Python difference between 0 and 0̸

340 Views Asked by At

I have some python 3 script to extract text from pdf's using PyPDF2 module. I am searching for digits/numerical values for example 534,000.00. However, when I extract text from the pdf and put it into a string the number looks like this 534,000.00 with the three zero's following the comma as regular zero's (0) but the two after the decimal as 0̸0̸.

Am I missing something here?

When I copied the 534,000.00 from the pdf to this form it looked like: 534,OOO.00. I'm not sure what is going on.

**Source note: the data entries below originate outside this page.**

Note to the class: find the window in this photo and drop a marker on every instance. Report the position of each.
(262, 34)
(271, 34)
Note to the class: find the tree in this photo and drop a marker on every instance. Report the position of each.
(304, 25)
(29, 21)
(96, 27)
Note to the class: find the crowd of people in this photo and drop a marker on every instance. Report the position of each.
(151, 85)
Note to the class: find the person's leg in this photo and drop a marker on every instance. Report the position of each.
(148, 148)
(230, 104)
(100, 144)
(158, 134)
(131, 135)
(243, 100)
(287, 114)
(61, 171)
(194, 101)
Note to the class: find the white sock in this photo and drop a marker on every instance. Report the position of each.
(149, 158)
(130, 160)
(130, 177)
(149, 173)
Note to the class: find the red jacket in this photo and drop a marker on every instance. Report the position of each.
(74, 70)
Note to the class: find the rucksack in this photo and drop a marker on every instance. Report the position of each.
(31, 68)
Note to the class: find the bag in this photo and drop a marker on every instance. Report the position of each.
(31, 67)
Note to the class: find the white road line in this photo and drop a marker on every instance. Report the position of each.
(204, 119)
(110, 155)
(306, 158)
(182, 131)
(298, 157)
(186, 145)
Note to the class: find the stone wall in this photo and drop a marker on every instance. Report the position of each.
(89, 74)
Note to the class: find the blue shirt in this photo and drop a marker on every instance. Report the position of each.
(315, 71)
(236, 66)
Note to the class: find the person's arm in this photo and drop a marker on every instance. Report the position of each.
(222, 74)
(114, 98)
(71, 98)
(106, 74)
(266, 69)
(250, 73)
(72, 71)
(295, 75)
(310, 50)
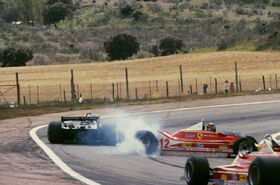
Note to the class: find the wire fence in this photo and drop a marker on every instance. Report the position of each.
(171, 82)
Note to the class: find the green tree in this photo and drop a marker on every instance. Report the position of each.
(170, 46)
(121, 46)
(15, 57)
(56, 12)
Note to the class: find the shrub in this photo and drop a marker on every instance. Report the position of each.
(121, 46)
(15, 57)
(170, 46)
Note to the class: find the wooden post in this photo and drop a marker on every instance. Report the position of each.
(150, 89)
(270, 79)
(276, 85)
(38, 99)
(18, 90)
(157, 86)
(240, 88)
(120, 90)
(24, 100)
(216, 86)
(179, 86)
(236, 77)
(210, 85)
(118, 96)
(126, 79)
(73, 91)
(64, 95)
(264, 83)
(181, 78)
(60, 95)
(91, 91)
(29, 94)
(167, 91)
(196, 86)
(113, 91)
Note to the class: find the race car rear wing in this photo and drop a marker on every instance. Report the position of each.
(79, 118)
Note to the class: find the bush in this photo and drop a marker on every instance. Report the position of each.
(121, 46)
(170, 46)
(127, 11)
(15, 57)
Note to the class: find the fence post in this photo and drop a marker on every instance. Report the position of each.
(157, 86)
(196, 86)
(126, 79)
(18, 90)
(236, 77)
(276, 85)
(210, 85)
(38, 100)
(216, 86)
(118, 91)
(29, 94)
(73, 98)
(150, 89)
(263, 83)
(24, 100)
(181, 78)
(270, 80)
(240, 88)
(167, 91)
(64, 96)
(113, 91)
(91, 91)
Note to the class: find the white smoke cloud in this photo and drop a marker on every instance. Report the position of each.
(129, 125)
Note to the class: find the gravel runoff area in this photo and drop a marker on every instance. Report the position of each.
(23, 162)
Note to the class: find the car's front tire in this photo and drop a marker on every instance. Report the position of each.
(264, 171)
(197, 171)
(55, 132)
(149, 141)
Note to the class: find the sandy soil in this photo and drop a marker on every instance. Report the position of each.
(23, 162)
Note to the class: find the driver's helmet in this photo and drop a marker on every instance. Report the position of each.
(211, 127)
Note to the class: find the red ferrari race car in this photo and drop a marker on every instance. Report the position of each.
(255, 168)
(203, 139)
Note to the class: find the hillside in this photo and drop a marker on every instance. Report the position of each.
(200, 24)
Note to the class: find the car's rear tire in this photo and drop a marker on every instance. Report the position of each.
(253, 141)
(264, 171)
(197, 171)
(55, 132)
(109, 135)
(242, 144)
(149, 141)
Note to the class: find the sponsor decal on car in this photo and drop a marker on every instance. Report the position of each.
(223, 147)
(189, 135)
(186, 144)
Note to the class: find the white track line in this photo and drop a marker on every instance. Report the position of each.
(85, 180)
(57, 160)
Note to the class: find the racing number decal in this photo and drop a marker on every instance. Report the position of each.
(199, 135)
(164, 143)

sample code for just 1 pdf:

for file in os.listdir(file_path):
if file[-7:] == "303.PDF":
    with open(file_path + file, 'rb') as pdfobj:
        pdfReader = PyPDF2.PdfFileReader(pdfobj, strict=False)
        num_pages = pdfReader.numPages

        while count < num_pages:
            pageobj = pdfReader.getPage(count)
            text += pageobj.extractText()
            count += 1

        # prints nothing
        if re.search('534,000.00', text):
            print("found it")

        # finds it correctly
        if re.search('534,OOO.00', text):
            print("found it")
1

There are 1 best solutions below

2
Niklas Mertsch On

Your OOO's are three letters O as in Object, not the digit 'zero' (0).

Don't ask me, why someone would use letters instead of digits on purpose or if some text-recognition-program thought, these had to be letters...

You could use [0O] in all your regex to match both.